Walter NiggMit Heiligen, Mystikern, Ketzern

Walter Nigg hat bedeutendste Gestalten der Glaubensgeschichte den Christen literarisch nahe gebracht. Nun ist eine Lebensgeschichte über ihn selbst erschienen.

Wie ist zu erklären, dass ein evangelischer Pfarrer und Kirchenhistoriker sich mit Heiligen aus allen Konfessionen und Religionen, mit Denkern und Dichtern wie Nietzsche, Kierkegaard und Dostojewskij, mit Ketzern und Hexen, mit den Teufeln des 20. Jahrhunderts und mit Engeln auseinandersetzt? Und wie erreichte er damit eine Leserschaft weit über den universitären Bannkreis hinaus? Aus der Lebensgeschichte Walter Niggs (1903–1988) heraus versucht der Theologe und Schriftsteller Uwe Wolff, den Weg eines der wichtigsten, aber auch umstrittensten Schweizer Theologen nachzuzeichnen.
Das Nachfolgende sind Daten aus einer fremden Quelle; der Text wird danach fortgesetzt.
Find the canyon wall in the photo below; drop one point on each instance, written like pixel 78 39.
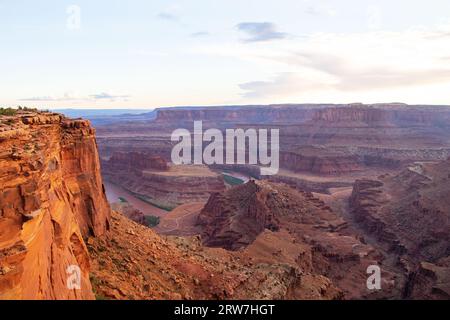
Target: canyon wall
pixel 51 200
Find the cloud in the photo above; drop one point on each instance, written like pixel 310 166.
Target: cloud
pixel 171 13
pixel 321 10
pixel 374 17
pixel 167 16
pixel 107 96
pixel 368 62
pixel 200 34
pixel 260 31
pixel 74 98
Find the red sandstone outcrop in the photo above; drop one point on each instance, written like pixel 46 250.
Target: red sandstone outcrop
pixel 135 160
pixel 410 213
pixel 154 181
pixel 130 212
pixel 298 229
pixel 51 199
pixel 317 139
pixel 132 262
pixel 397 208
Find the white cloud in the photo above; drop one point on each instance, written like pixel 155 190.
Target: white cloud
pixel 346 63
pixel 70 97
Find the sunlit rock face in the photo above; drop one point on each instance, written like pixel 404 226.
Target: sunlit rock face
pixel 51 199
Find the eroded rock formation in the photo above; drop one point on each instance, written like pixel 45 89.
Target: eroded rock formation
pixel 51 198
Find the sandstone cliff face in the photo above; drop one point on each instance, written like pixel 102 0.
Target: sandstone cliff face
pixel 409 212
pixel 274 223
pixel 51 199
pixel 153 180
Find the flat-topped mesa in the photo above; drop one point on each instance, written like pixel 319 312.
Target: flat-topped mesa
pixel 51 200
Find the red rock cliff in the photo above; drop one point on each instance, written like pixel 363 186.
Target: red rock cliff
pixel 51 199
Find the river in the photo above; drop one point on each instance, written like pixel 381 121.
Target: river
pixel 114 192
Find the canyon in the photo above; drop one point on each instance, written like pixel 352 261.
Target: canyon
pixel 359 185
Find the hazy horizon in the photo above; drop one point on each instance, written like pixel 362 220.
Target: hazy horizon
pixel 136 54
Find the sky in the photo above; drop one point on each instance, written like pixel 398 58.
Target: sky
pixel 147 54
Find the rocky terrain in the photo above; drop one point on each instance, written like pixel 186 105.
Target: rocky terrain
pixel 321 241
pixel 153 180
pixel 385 204
pixel 133 262
pixel 51 198
pixel 409 212
pixel 344 141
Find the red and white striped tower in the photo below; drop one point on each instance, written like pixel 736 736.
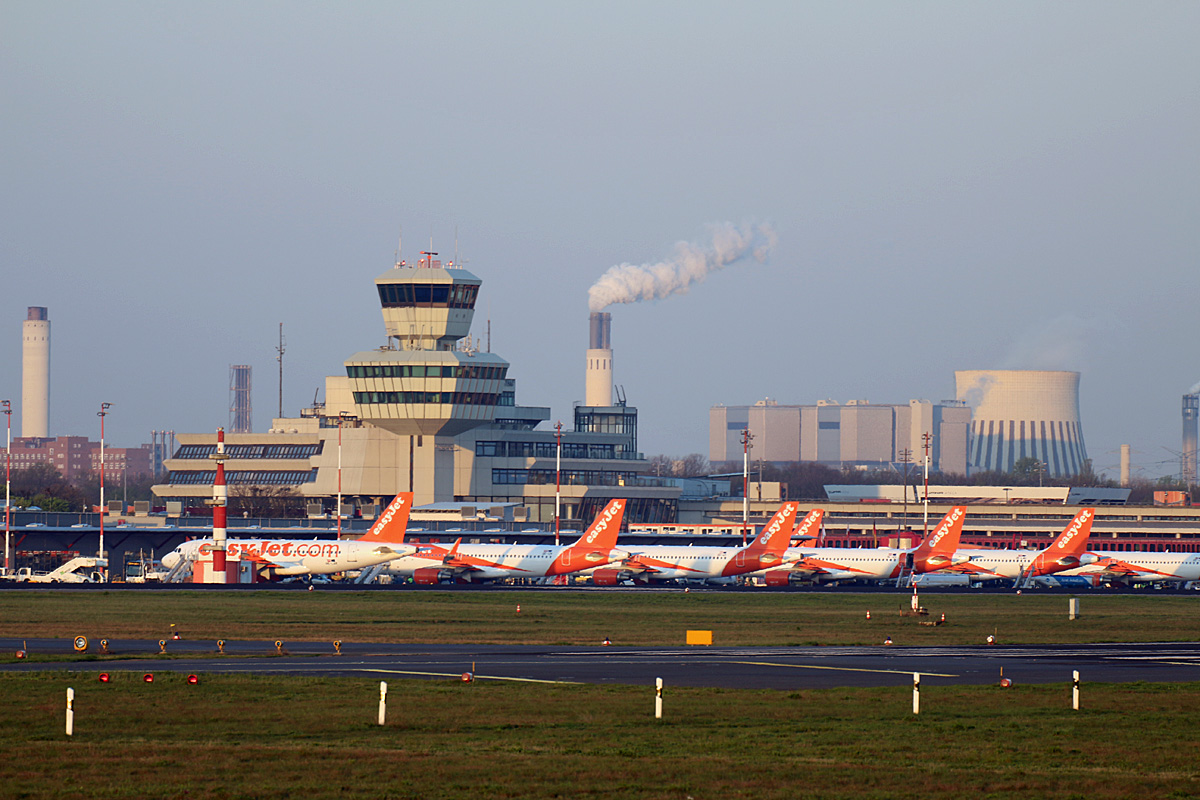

Die konfessionelle Zerrissenheit der Familie, der frühe Verlust der Eltern und die allzu frühe Eigenständigkeit wirkten auf Walter Nigg ebenso prägend wie die Begegnungen mit Eduard Thurneysen, Hermann Sutter und Karl Barth. In seinen Studienjahren in Göttingen, Leipzig und Zürich entdeckte Nigg den jüdischen Chassidismus, die christlichen Mystiker, die russischen Heiligen, deren Lebensgeschichten für ihn eine Art der Existenzmitteilung wurden. Die Auswahl der Heiligengestalten für sein später wohl bekanntestes Werk „Große Heilige“ (1946) traf er darum konfessions- und auch religionsübergreifend, ebenso die Themenauswahl für seine Vorlesungen an der Universität Zürich. Als Theologe und Kirchenhistoriker versuchte er, den Graben zwischen Wissenschaftlichkeit und Spiritualität zu überwinden. Der Vormacht der dialektischen Theologie und dem sich verstärkenden Gegenwind an der Universität vermochte Nigg nicht entgegenzutreten. 1955 zog er sich aus der akademischen Welt zurück, um sich ganz seiner mittlerweile breiten Leserschaft zu widmen, die sich gerade von seiner Art des beseelten, nachempfindenden Schreibens angesprochen fühlte.

Auch Uwe Wolff schreibt Niggs Biografie mit einem sehr zugewandten, manchmal beinahe verklärenden Blick, der im Interesse, ihn als Vorbild, als spirituellen Lehrer, als Weisen des 20. Jahrhunderts hervorzuheben, ein etwas geradliniges und glattes Bild seiner Person zeichnet. Verstörende, leidvolle Erlebnisse, Konflikte und Auseinandersetzungen im Leben Walter Niggs scheinen zu Wegmarken zu werden, die ihn jedoch nicht wahrhaft zweifeln oder verbittern lassen. Es gelingt Wolff, das besondere Ineinander von Leben, Glauben und Arbeit abzubilden, aus dem sich gerade das Besondere erschließt. Darin steht zu jeder Zeit das Verbindende im Vordergrund, ohne dass dies selbst zum Thema wird. Das sollte Anlass sein, sich mit Leben und Werk Walter Niggs genauer auseinanderzusetzen, als Impuls für einen Glauben, der das ganze Leben in all seiner Vielschichtigkeit durchdringt.